— Все почти готово, — поведала мне Татьяна. — Пойду позвоню по телефону.
— Что?! А-а… Валяй. Только далеко не отходи. Темнотища. Мало ли что…
— Далеко не пойду. Хворосту только пособираю. А то ты принес какие-то столбы. Как их разжигать-то?
— Эх, женщины! Ничего вы в кострах не понимаете. От хвороста один треск, а эти гореть долго будут. Ну, давай скорее…
И она скрылась за березами. Нужно ли объяснять, куда я ринулся в ту же секунду?

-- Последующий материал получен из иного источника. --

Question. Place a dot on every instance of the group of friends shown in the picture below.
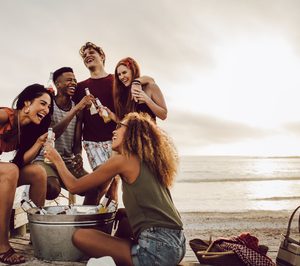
(144, 158)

— Тополь, Тополь! Вызывает Ясень! Прием.
— Говори, Ясень. Прием.
— Тополь, я здесь не один. Если она подойдет, я мгновенно прерву связь. Ты понял? Просто я хотел…
— Ясень, ты идиот? Почему сразу не сказал? Кто она? Прием.
— Я не знаю, кто она. Зовут Таня. Она проезжала мимо, ей надо было помочь. Вот я…
— Дальше что?! Прием.
— Ничего. Она побудет со мной до утра. Прием.
— Ясень, ты действительно придурок. Ты понимаешь, что ты должен избавиться от нее? Прием.
— Что?! Да пошел ты!..
— Кретин! Я же сказал не убрать, а избавиться! Ты должен сделать так, чтобы она ушла. Ты понял меня? Прием.
— Она уйдет, — сказал я спокойно. — Только утром.
И без предупреждения вырубил передатчик, хотя Татьяна еще бродила где-то между березами. Просто он мне надоел, этот Тополь. Ишь, распыхтелся! Может, я его разбудил. А может, он просто скучает там один на своем ночном дежурстве и ему, конечно, завидно, что я тут девочку наклеил. Ладно, ладно…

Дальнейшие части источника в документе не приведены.